While international pop and folk music had long been available, Western popular artists had seldom hitched them to their wagons in the mainstream marketplace (Robert Mitchum's calypso misadventures of the late 1950s notwithstanding). Doing so gave those artists a sort of world citizenship that was increasingly attractive and comforting to audiences. Sharing the cultural sensitivity and demographic of " Graceland," public radio and television began airing programs devoted to world music on record and in live concerts. NPR's Afropop (now Afropop Worldwide) was launched in 1988; Spike Lee's "Do It A Capella," a live concert in which American doo-woppers the Mint Juleps performed with Ladysmith Black Mambazo a version of "The Lion Sleeps Tonight"(a song with an epic world-music history all its own), aired on PBS in 1990.

But like many foreign imports — yoga especially comes to mind — world music has been changed by or, some would argue, for American acceptance. Marketed for their exotic qualities, world albums have nevertheless subsisted predominantly as best-ofs and introductions-to, tending to leave off more complex and less Westernized artists, performances, and genres.
I think one ray of hope for a deeper representation of African music in the US is the expansion of internet-marketed music through download sites such as iTunes as well as subscription services like Rhapsody and others. Internet distribution has been widely recognized as encouraging niche markets, and allowing recordings that would previously have received little promotion to find targeted audiences—big record company promotion not necessarily required.

1 comment:

  1. Simon could feel what was going on well enough to ride the wave,But there's nothing causal about Graceland.There was a strong well established grass roots movement on the W.Coast and in some places on the East Coast Every W.Coast city had bands playing african music,people teaching African dance etc. It was a movement whose time had come.What Paul Simon did was make the mainstream industry aware of what was happening at that grass roots level. (As soon as that stuff hit ,my band which had bee playing audiences of 500-1000 suddenly had NY managers and record offers swarming like flies) Graceland was really great for African musicians who could now get distribution and promo in the US. It's not like they didn't already have audience.
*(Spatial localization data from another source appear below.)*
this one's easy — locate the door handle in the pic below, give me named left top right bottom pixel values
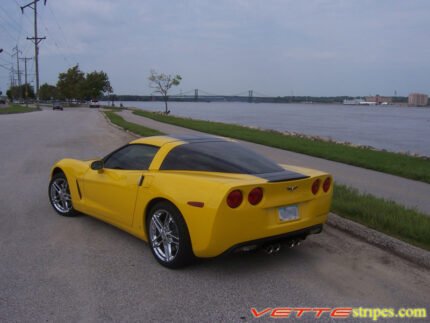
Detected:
left=138, top=175, right=145, bottom=186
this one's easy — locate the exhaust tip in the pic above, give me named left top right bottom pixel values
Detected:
left=263, top=243, right=281, bottom=255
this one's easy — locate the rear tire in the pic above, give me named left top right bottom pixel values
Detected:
left=48, top=172, right=78, bottom=217
left=147, top=201, right=194, bottom=269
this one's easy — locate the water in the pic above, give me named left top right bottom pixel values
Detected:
left=109, top=101, right=430, bottom=157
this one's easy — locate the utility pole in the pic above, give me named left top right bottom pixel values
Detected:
left=10, top=65, right=15, bottom=88
left=20, top=57, right=33, bottom=107
left=13, top=46, right=22, bottom=101
left=21, top=0, right=46, bottom=108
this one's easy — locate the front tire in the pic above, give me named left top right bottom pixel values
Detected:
left=48, top=172, right=78, bottom=217
left=147, top=201, right=194, bottom=269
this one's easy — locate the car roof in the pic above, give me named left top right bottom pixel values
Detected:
left=130, top=135, right=228, bottom=147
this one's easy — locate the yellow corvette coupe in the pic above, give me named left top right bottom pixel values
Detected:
left=48, top=135, right=332, bottom=268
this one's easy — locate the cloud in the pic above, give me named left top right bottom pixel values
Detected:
left=1, top=0, right=430, bottom=96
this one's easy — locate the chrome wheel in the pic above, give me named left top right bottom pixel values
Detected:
left=149, top=209, right=180, bottom=263
left=50, top=177, right=72, bottom=214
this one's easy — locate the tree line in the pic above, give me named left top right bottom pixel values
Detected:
left=7, top=64, right=112, bottom=102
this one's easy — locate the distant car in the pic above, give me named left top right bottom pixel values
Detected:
left=48, top=135, right=333, bottom=268
left=52, top=102, right=63, bottom=110
left=89, top=100, right=100, bottom=108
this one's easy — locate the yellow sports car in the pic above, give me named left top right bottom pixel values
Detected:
left=48, top=135, right=332, bottom=268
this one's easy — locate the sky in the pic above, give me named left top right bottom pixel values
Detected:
left=1, top=0, right=429, bottom=97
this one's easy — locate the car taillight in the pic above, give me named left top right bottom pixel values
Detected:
left=248, top=187, right=263, bottom=205
left=323, top=177, right=331, bottom=192
left=311, top=179, right=321, bottom=195
left=227, top=190, right=243, bottom=208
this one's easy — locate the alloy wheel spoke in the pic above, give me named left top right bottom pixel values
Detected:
left=152, top=215, right=164, bottom=233
left=166, top=231, right=179, bottom=242
left=53, top=182, right=62, bottom=193
left=59, top=200, right=66, bottom=209
left=164, top=214, right=172, bottom=229
left=164, top=242, right=172, bottom=261
left=169, top=239, right=179, bottom=246
left=151, top=236, right=162, bottom=248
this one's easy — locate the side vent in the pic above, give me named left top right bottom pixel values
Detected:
left=76, top=180, right=82, bottom=199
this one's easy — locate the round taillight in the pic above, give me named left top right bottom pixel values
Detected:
left=323, top=177, right=331, bottom=192
left=311, top=179, right=321, bottom=195
left=248, top=187, right=263, bottom=205
left=227, top=190, right=243, bottom=208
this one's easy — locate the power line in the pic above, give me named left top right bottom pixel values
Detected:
left=39, top=20, right=72, bottom=66
left=0, top=55, right=12, bottom=64
left=0, top=22, right=18, bottom=42
left=21, top=0, right=47, bottom=108
left=12, top=45, right=23, bottom=99
left=0, top=63, right=12, bottom=71
left=0, top=7, right=22, bottom=37
left=46, top=1, right=77, bottom=65
left=20, top=56, right=33, bottom=106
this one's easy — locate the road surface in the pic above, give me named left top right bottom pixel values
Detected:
left=0, top=108, right=429, bottom=322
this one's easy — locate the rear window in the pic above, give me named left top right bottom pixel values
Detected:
left=160, top=141, right=284, bottom=174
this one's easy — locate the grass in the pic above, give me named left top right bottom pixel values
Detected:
left=0, top=104, right=36, bottom=114
left=104, top=111, right=163, bottom=137
left=132, top=110, right=430, bottom=184
left=105, top=110, right=430, bottom=250
left=332, top=184, right=430, bottom=250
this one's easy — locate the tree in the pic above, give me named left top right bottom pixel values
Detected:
left=57, top=65, right=85, bottom=101
left=39, top=83, right=58, bottom=101
left=148, top=70, right=182, bottom=114
left=6, top=84, right=35, bottom=101
left=82, top=71, right=112, bottom=100
left=56, top=65, right=113, bottom=101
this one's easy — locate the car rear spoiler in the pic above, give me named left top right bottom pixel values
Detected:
left=255, top=170, right=309, bottom=182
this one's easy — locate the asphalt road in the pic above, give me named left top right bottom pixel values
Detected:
left=0, top=108, right=429, bottom=322
left=121, top=110, right=430, bottom=216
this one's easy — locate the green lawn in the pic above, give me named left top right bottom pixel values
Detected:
left=332, top=184, right=430, bottom=250
left=104, top=111, right=163, bottom=137
left=105, top=110, right=430, bottom=250
left=133, top=110, right=430, bottom=184
left=0, top=104, right=36, bottom=114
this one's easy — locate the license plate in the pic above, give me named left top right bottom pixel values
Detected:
left=278, top=205, right=299, bottom=222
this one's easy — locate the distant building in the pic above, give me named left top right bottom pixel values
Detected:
left=365, top=95, right=392, bottom=105
left=408, top=93, right=428, bottom=107
left=343, top=98, right=364, bottom=105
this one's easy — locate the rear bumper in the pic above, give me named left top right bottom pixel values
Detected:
left=192, top=211, right=328, bottom=257
left=224, top=224, right=323, bottom=255
left=187, top=186, right=332, bottom=258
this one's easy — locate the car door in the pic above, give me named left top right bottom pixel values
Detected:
left=82, top=144, right=159, bottom=226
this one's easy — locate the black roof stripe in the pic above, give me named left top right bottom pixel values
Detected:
left=168, top=134, right=227, bottom=143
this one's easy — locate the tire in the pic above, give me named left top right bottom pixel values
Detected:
left=48, top=172, right=78, bottom=217
left=147, top=201, right=194, bottom=269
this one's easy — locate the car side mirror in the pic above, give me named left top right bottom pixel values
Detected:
left=91, top=160, right=104, bottom=171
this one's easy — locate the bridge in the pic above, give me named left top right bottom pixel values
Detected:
left=167, top=89, right=271, bottom=103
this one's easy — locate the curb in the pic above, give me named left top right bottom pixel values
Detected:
left=327, top=213, right=430, bottom=270
left=100, top=110, right=139, bottom=138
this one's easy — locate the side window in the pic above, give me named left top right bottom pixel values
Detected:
left=104, top=144, right=159, bottom=170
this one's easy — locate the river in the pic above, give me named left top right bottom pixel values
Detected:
left=108, top=101, right=430, bottom=157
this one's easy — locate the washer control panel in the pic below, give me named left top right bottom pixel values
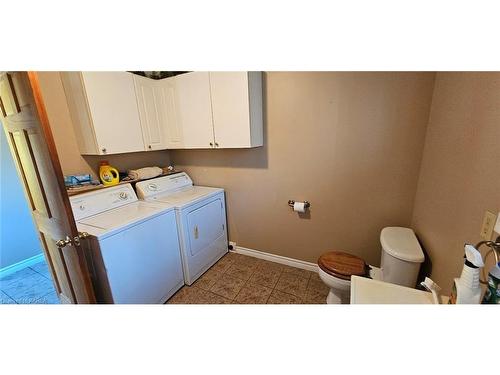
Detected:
left=147, top=183, right=158, bottom=192
left=70, top=184, right=138, bottom=221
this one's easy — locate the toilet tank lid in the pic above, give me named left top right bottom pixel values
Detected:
left=380, top=227, right=424, bottom=263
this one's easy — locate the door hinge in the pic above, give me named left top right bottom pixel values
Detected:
left=56, top=232, right=89, bottom=249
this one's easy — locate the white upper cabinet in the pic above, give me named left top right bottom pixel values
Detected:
left=174, top=72, right=215, bottom=149
left=209, top=72, right=263, bottom=148
left=61, top=72, right=145, bottom=155
left=134, top=74, right=168, bottom=151
left=157, top=78, right=183, bottom=149
left=62, top=71, right=264, bottom=154
left=169, top=71, right=263, bottom=149
left=134, top=74, right=183, bottom=150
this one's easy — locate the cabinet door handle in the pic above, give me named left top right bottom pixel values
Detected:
left=101, top=148, right=107, bottom=153
left=215, top=142, right=219, bottom=148
left=209, top=142, right=213, bottom=147
left=148, top=145, right=152, bottom=149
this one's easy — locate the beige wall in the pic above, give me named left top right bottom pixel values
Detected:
left=37, top=70, right=499, bottom=292
left=171, top=72, right=436, bottom=266
left=411, top=72, right=500, bottom=294
left=37, top=72, right=171, bottom=178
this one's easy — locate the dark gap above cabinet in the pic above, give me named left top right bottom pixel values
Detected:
left=128, top=71, right=189, bottom=80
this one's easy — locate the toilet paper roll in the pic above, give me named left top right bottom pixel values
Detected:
left=293, top=201, right=306, bottom=213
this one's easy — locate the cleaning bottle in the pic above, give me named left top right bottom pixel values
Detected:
left=449, top=244, right=484, bottom=304
left=481, top=261, right=500, bottom=304
left=99, top=161, right=119, bottom=186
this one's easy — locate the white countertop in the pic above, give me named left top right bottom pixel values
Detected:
left=350, top=276, right=449, bottom=304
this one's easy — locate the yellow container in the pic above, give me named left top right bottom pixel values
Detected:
left=99, top=161, right=119, bottom=186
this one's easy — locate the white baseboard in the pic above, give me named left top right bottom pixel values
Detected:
left=231, top=245, right=319, bottom=273
left=0, top=253, right=44, bottom=279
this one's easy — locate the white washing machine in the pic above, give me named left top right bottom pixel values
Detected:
left=70, top=183, right=184, bottom=303
left=136, top=173, right=228, bottom=285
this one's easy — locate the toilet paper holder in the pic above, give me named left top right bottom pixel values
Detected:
left=288, top=200, right=310, bottom=209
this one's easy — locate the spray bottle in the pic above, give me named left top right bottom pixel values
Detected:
left=449, top=244, right=484, bottom=304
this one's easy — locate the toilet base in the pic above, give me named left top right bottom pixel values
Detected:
left=326, top=288, right=350, bottom=304
left=319, top=266, right=382, bottom=304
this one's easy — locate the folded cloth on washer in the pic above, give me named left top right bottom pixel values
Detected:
left=127, top=166, right=163, bottom=180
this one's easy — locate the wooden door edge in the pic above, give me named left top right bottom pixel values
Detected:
left=26, top=72, right=96, bottom=303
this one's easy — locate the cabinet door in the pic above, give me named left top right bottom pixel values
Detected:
left=133, top=75, right=166, bottom=151
left=174, top=72, right=214, bottom=148
left=209, top=72, right=251, bottom=148
left=157, top=77, right=183, bottom=149
left=82, top=72, right=145, bottom=154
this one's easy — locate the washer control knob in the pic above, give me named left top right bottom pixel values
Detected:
left=119, top=192, right=128, bottom=200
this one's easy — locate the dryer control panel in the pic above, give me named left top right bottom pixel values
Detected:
left=136, top=172, right=193, bottom=200
left=70, top=183, right=138, bottom=221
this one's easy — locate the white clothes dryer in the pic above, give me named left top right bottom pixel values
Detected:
left=136, top=173, right=228, bottom=285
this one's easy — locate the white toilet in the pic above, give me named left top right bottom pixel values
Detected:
left=318, top=227, right=425, bottom=304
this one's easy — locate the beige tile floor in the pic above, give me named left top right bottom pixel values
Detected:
left=167, top=252, right=329, bottom=304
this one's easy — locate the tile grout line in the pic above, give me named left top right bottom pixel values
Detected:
left=169, top=253, right=326, bottom=304
left=230, top=258, right=309, bottom=304
left=0, top=279, right=20, bottom=303
left=28, top=266, right=52, bottom=281
left=1, top=289, right=19, bottom=304
left=0, top=264, right=56, bottom=304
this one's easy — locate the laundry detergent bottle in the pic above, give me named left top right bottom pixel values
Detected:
left=449, top=244, right=484, bottom=304
left=99, top=161, right=119, bottom=186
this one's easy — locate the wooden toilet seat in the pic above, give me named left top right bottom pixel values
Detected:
left=318, top=251, right=367, bottom=280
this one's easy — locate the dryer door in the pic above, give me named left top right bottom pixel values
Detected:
left=186, top=198, right=224, bottom=256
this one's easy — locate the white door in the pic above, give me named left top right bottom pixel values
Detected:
left=133, top=75, right=166, bottom=151
left=174, top=72, right=215, bottom=149
left=82, top=72, right=145, bottom=154
left=157, top=77, right=183, bottom=149
left=209, top=72, right=252, bottom=148
left=0, top=72, right=96, bottom=303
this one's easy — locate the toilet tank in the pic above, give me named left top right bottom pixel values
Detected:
left=380, top=227, right=425, bottom=288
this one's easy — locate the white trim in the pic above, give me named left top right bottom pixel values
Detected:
left=231, top=245, right=319, bottom=273
left=0, top=253, right=44, bottom=278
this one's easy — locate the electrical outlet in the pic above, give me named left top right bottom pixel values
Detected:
left=495, top=213, right=500, bottom=235
left=480, top=211, right=497, bottom=240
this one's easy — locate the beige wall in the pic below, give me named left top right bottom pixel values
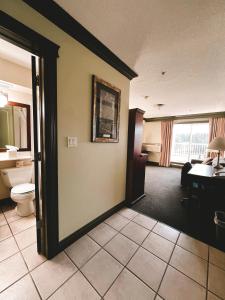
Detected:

Lot's of African musicians were coming here already. It's just that so many folks are so addicted to TV and top 40 radio that they don't know anything else exists.So when a group or style gets exposure on that level people talk as if it were brand new ,and just appeared out of nowhere.Quite a childish state of consciousness, and when journalists who should know better perpetuate such foolishness ,it's a shame.Part of the reason African Music has such impact is because it is immediate,people feel their bodies being alive in real space and time.